Sorrry about that! I’ve edited the example and it is runnable now.

Yes I’ve benchmarked `main()` with `@btime` and `dataSize = 1000`. Replacing `EnsembleThreads()` with `EnsembleGPUArray()` produced a slowdown.

Are you using `Float32` or `Float64` for your GPU tests? `Float64` tends to be massively slower on consumer GPUs (the impact is less severe for top-shelf Quadro/RTX models) - try switching everything to `Float32`.

**edit: see this (2015) article for head-to-head comparisons: Explaining FP64 performance on GPUs | ArrayFire

1 Like

I was using `Float64`. Switching to `Float32` improved things , but just a little: Form `210.512 ms` with `Float64` to `204.785 ms` with `Float32`. Still, a lot slower than `25.072 ms` using 20 CPU threads

The performance difference is indeed significant. Maybe 1000 trajectories is still to little to notice speed gains?

1 Like

For 3 non-stiff ODEs? Yes. We’re working on a separate type of GPU-based ODE solver for that case, but it’s hard to overcome the GPU overhead of that. Usually I find the best thing is to have like 10+ ODEs, and preferably stiff. That then is where the big speedups come from (like the 175x acceleration demonstrated in the Pfizer case study of Julia Computing, that was a stiff ODE). That just packages a lot more computation into the kernels.

1 Like

I see. My real problem is ray tracing in general relativity. This involves, like the Lorenz example, solving an ensemble of trajectories for photons that will be composed into an image. The system has only 7 non-stiff equations but each equation has quite a lot of intermediate computations going on involving the spacetime metric and it’s derivatives. Also for a `N x M` pixel image I solve the system `16 * N * M` times so hopefully in my real application the GPU overhead might be diluted.
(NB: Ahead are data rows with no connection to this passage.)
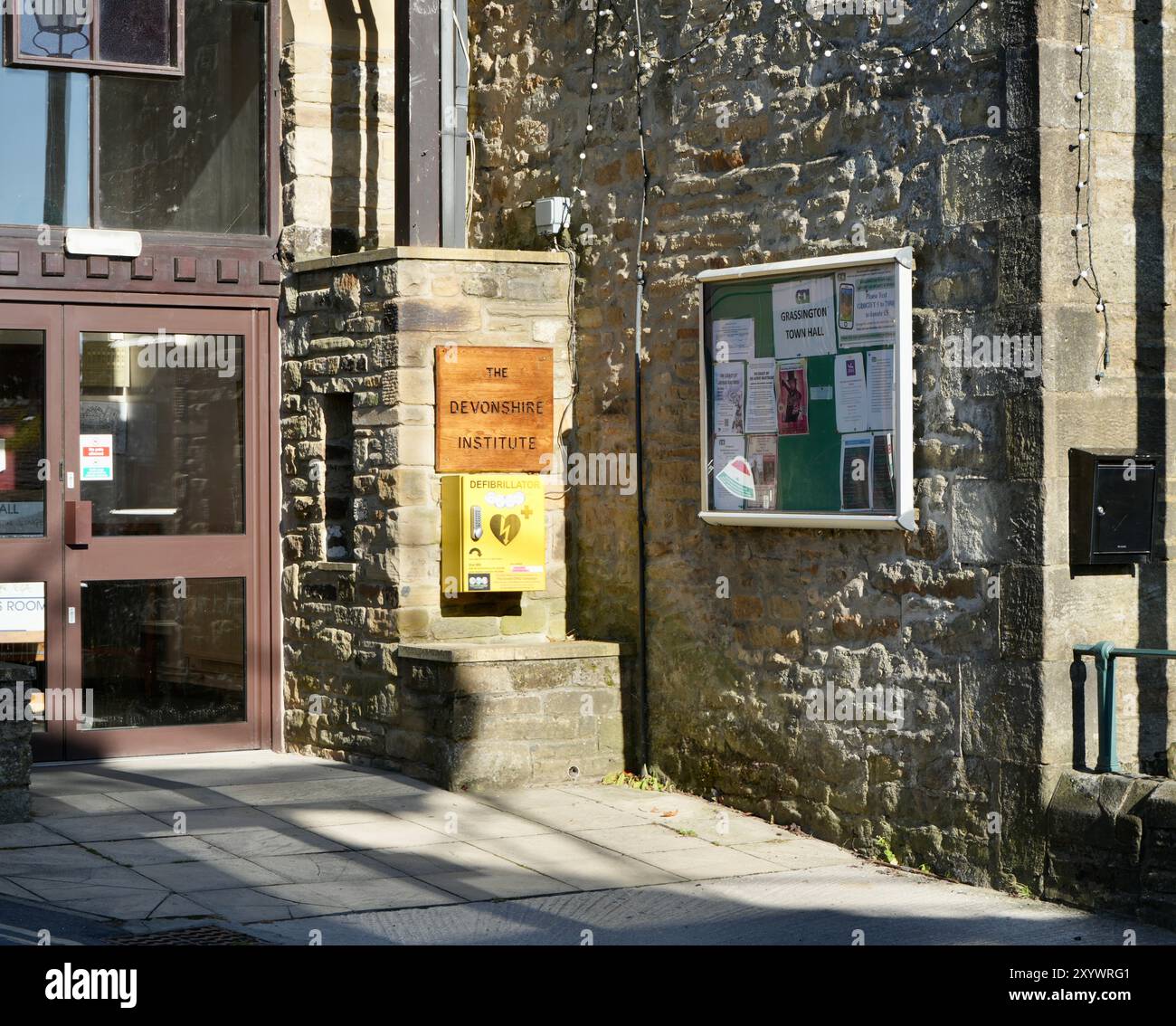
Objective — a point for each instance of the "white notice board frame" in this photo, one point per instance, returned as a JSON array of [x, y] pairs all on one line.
[[904, 400]]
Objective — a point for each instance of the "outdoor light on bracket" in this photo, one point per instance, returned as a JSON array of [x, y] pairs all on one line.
[[102, 242], [553, 215]]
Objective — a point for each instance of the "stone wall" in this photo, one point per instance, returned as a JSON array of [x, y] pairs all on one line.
[[15, 767], [1113, 845], [757, 153], [479, 717], [337, 126], [1129, 407], [361, 525]]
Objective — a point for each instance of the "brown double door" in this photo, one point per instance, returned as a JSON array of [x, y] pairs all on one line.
[[136, 505]]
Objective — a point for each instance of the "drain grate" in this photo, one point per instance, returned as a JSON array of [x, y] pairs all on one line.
[[199, 936]]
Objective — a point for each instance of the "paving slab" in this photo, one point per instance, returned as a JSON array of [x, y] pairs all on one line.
[[157, 850], [189, 878], [636, 841], [342, 785], [117, 827], [204, 822], [384, 833], [167, 799], [30, 835], [287, 845], [394, 892], [800, 853], [325, 812], [286, 841], [498, 884], [23, 861], [451, 857], [708, 862], [474, 822], [78, 803], [327, 868]]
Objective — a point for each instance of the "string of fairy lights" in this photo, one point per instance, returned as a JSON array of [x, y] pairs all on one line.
[[611, 34], [1083, 148]]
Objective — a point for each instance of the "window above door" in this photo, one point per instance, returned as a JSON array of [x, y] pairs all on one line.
[[133, 36], [152, 116]]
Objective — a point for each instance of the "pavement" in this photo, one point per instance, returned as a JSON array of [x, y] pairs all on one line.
[[297, 850]]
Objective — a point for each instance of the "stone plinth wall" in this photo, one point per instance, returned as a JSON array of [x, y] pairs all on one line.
[[15, 765], [361, 521], [1112, 844], [485, 717]]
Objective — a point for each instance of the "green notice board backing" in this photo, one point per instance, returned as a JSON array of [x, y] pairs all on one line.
[[808, 363]]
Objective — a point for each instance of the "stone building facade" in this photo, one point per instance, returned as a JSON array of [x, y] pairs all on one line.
[[707, 145], [764, 148]]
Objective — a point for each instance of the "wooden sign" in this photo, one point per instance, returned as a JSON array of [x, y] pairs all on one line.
[[493, 408]]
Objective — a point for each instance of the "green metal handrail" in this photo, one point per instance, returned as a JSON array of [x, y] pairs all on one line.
[[1105, 653]]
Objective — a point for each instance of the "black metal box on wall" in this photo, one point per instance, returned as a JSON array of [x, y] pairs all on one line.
[[1113, 506]]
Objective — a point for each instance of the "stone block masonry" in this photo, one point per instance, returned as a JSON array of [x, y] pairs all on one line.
[[757, 152], [764, 149], [489, 717], [361, 526], [15, 766]]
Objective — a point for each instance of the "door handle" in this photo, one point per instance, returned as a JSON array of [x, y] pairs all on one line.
[[79, 524]]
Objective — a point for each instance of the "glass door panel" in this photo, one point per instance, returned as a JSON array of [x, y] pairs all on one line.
[[24, 470], [24, 676], [165, 653], [163, 433], [31, 558], [161, 564]]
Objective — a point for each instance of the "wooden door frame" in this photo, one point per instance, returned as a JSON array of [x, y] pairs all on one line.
[[265, 654]]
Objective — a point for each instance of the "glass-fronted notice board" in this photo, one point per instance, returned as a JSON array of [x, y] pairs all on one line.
[[806, 387]]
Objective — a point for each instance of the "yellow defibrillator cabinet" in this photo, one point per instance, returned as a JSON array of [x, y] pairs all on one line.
[[493, 537]]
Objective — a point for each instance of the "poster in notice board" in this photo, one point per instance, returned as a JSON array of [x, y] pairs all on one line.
[[827, 340]]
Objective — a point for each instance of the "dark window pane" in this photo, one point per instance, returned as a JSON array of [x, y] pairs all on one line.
[[136, 32], [161, 653], [45, 155], [189, 155], [22, 434], [23, 649], [169, 411], [63, 35]]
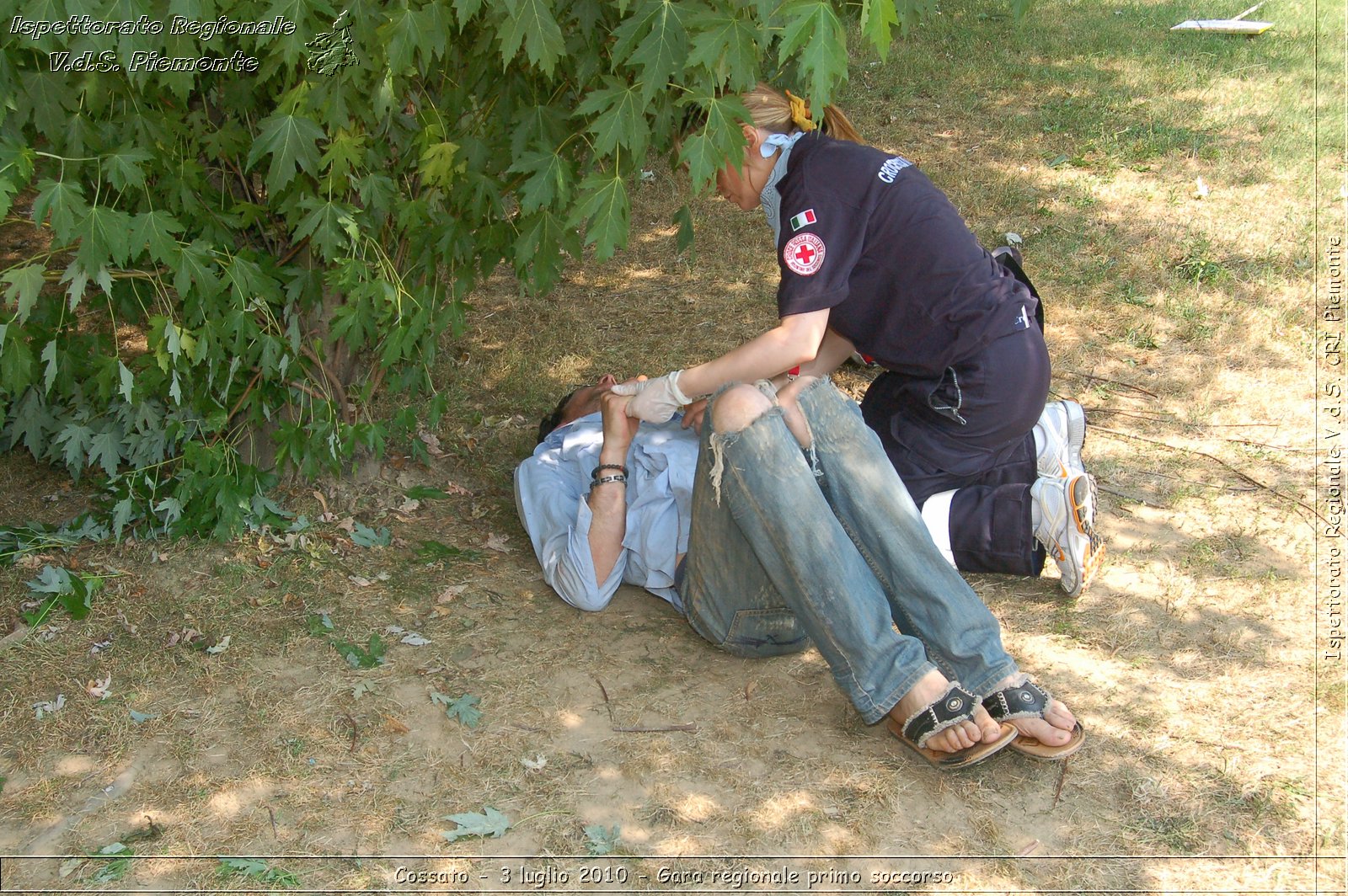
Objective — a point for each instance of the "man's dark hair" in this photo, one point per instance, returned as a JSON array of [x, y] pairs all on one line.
[[554, 419]]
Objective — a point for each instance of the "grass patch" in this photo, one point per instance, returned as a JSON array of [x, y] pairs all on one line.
[[1172, 318]]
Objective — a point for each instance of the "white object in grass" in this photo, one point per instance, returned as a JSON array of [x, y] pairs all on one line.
[[1223, 26]]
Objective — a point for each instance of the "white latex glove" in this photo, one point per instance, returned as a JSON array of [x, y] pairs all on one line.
[[654, 401]]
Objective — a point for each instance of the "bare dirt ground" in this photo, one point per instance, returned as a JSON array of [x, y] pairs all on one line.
[[1215, 758]]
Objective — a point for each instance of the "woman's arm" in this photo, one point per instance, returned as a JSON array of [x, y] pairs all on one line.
[[835, 349], [799, 340]]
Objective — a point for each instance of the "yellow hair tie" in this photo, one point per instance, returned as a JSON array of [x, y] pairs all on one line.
[[800, 112]]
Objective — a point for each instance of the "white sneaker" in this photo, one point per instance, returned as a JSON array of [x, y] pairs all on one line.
[[1058, 437], [1067, 529]]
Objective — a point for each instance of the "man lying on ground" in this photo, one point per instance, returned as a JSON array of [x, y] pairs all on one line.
[[785, 525]]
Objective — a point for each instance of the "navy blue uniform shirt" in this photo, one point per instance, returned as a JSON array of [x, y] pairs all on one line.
[[869, 236]]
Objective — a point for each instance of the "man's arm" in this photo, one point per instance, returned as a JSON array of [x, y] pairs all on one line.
[[608, 502]]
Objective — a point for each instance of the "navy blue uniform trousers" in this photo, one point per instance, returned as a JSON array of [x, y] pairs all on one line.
[[974, 433]]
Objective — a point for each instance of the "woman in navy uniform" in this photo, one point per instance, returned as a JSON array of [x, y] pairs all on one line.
[[875, 259]]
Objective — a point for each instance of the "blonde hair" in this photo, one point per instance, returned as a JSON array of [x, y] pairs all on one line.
[[779, 114]]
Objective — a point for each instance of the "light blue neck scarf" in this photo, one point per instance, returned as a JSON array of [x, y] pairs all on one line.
[[770, 199]]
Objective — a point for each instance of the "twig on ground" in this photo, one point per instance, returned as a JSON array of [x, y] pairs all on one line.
[[355, 732], [1057, 792], [1211, 485], [1136, 499], [1276, 448], [1141, 415], [1105, 379], [607, 705], [687, 727], [1217, 460]]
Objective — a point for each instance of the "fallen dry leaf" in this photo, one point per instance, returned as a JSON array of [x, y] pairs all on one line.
[[100, 689], [451, 593], [431, 442]]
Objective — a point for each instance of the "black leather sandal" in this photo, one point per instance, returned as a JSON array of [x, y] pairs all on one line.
[[955, 707], [1030, 701]]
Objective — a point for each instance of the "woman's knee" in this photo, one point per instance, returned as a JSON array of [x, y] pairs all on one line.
[[736, 408]]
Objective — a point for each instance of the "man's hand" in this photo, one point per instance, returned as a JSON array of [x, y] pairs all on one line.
[[693, 415], [619, 429]]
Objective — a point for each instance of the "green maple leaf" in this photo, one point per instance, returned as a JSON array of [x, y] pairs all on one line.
[[249, 282], [878, 20], [485, 824], [76, 438], [64, 202], [155, 229], [104, 235], [606, 211], [433, 26], [329, 224], [728, 46], [539, 247], [49, 355], [603, 840], [813, 29], [402, 35], [463, 709], [123, 168], [550, 181], [344, 152], [532, 24], [195, 269], [127, 381], [720, 139], [655, 40], [465, 10], [105, 451], [622, 120], [24, 286], [437, 163], [293, 141], [684, 220]]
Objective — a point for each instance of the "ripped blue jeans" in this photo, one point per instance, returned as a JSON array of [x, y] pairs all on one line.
[[824, 546]]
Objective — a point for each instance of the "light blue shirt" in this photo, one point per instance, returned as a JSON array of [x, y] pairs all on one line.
[[550, 491]]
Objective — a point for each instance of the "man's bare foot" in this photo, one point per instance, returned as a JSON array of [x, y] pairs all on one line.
[[1055, 729], [929, 689]]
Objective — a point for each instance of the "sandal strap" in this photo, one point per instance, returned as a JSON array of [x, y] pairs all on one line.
[[955, 707], [1019, 701]]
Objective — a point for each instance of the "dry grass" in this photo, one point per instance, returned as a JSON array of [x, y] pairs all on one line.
[[1183, 325]]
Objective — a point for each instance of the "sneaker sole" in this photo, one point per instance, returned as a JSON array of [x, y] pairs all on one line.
[[1082, 493]]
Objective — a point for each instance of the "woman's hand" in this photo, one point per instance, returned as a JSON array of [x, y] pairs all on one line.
[[657, 401]]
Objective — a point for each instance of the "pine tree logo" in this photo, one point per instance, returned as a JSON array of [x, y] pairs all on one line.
[[330, 51]]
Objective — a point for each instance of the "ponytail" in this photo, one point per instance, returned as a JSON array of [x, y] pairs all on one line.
[[779, 114]]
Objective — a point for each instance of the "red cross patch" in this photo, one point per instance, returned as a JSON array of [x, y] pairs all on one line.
[[804, 253]]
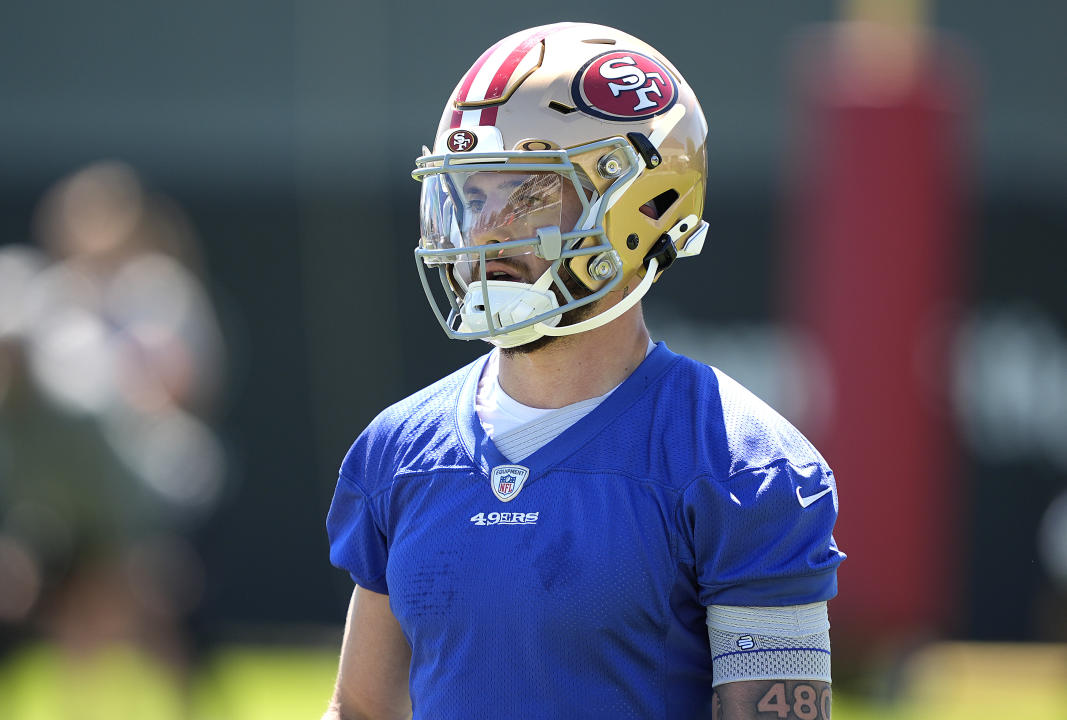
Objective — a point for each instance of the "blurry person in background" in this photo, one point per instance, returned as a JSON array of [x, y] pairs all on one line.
[[582, 523], [111, 362]]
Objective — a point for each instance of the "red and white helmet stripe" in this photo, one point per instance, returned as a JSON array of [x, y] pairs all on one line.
[[489, 77]]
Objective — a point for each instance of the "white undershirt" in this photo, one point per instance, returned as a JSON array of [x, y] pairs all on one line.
[[519, 430]]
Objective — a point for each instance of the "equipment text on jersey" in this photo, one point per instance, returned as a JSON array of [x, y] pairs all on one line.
[[505, 518]]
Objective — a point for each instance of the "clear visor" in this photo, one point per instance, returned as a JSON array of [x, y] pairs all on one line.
[[464, 212]]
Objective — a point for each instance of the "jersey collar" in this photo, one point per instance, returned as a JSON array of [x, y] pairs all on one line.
[[483, 452]]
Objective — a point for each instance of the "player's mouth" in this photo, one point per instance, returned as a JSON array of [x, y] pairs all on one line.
[[503, 271]]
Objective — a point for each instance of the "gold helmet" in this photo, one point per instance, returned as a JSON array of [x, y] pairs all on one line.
[[578, 144]]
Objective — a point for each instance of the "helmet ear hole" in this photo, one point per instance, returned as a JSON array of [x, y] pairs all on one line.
[[661, 204]]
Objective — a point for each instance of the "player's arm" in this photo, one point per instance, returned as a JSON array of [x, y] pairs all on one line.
[[755, 649], [375, 661], [766, 700]]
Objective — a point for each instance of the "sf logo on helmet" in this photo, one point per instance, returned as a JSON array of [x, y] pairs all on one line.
[[623, 85], [462, 141], [633, 79]]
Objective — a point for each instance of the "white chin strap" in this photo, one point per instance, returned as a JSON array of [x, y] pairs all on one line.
[[519, 302], [509, 303], [608, 315]]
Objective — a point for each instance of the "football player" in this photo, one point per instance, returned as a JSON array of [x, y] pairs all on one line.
[[582, 523]]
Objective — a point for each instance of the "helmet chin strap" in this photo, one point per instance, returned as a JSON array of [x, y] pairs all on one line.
[[611, 313]]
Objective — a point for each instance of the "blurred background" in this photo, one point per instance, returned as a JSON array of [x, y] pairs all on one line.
[[207, 289]]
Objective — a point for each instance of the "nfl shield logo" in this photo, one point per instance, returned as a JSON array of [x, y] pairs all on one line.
[[507, 480]]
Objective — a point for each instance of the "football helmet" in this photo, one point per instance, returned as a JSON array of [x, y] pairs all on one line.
[[574, 143]]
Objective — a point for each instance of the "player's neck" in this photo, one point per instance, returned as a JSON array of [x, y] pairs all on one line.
[[576, 367]]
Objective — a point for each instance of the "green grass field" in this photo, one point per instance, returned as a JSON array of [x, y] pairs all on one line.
[[248, 683]]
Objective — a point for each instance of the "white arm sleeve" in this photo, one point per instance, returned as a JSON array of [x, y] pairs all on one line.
[[789, 642]]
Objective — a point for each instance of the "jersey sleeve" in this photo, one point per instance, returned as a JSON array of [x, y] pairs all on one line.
[[763, 537], [357, 542]]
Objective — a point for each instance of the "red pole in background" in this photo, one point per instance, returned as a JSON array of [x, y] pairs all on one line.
[[875, 273]]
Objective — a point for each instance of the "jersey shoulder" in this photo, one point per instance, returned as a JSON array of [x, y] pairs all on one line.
[[746, 433], [412, 434]]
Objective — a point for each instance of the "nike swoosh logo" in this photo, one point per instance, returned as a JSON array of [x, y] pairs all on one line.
[[805, 501]]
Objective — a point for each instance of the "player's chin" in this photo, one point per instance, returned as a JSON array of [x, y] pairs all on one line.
[[569, 318]]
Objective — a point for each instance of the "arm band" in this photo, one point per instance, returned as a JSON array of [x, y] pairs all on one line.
[[789, 642]]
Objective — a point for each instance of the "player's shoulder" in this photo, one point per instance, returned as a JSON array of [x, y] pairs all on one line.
[[405, 432], [744, 430]]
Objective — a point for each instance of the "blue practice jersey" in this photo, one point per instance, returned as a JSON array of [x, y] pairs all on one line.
[[574, 585]]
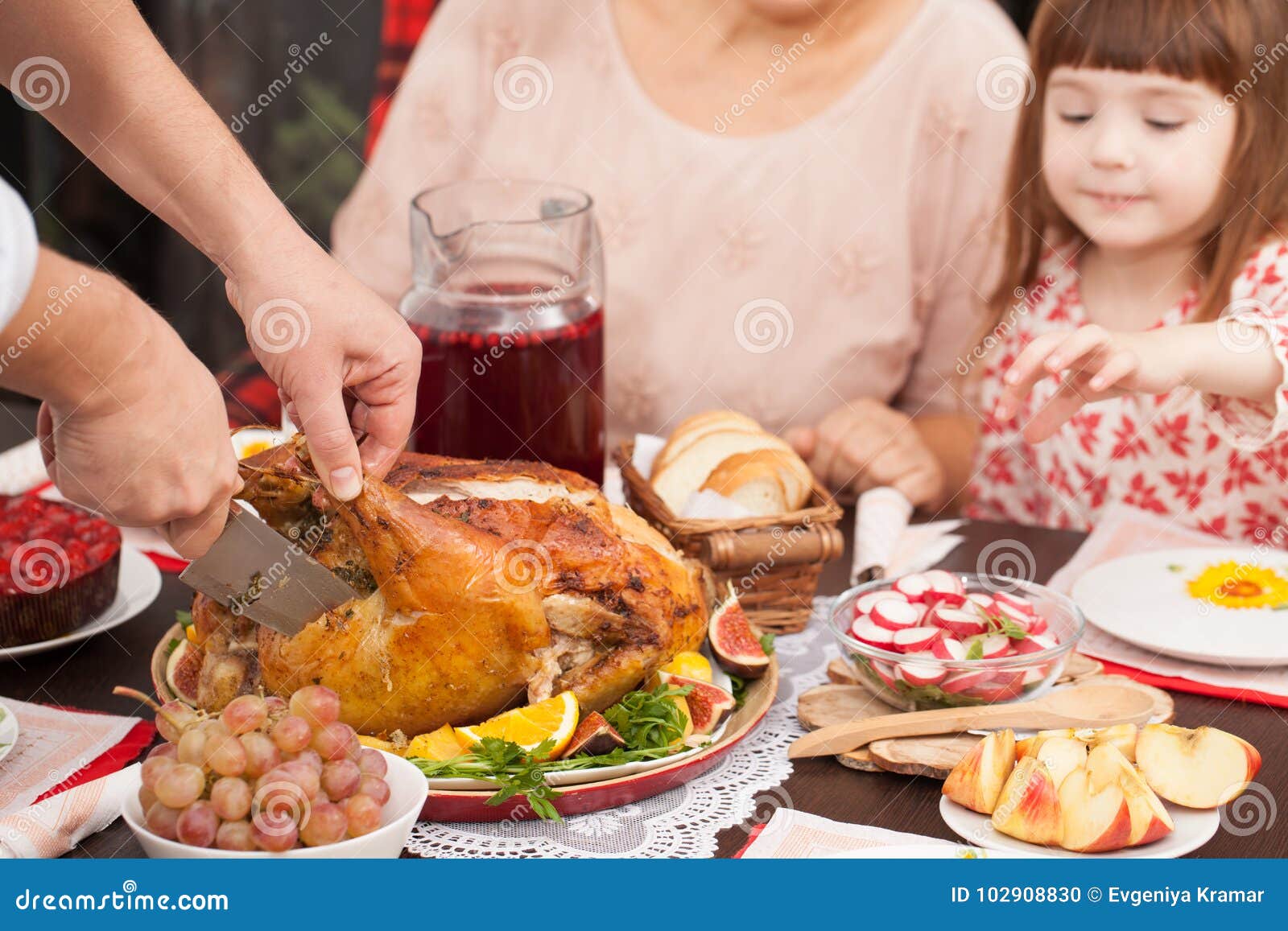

In any case after the help of everyone here, I think that now I’m able to implement the ensemble strategy in my code and that alone will improve my current performance.

Since in my original post I specifically asked for “How to pre-allocate memory for the output” I think it’s only fair to mark Chris’s first response as the “solution” to the discussion.

1 Like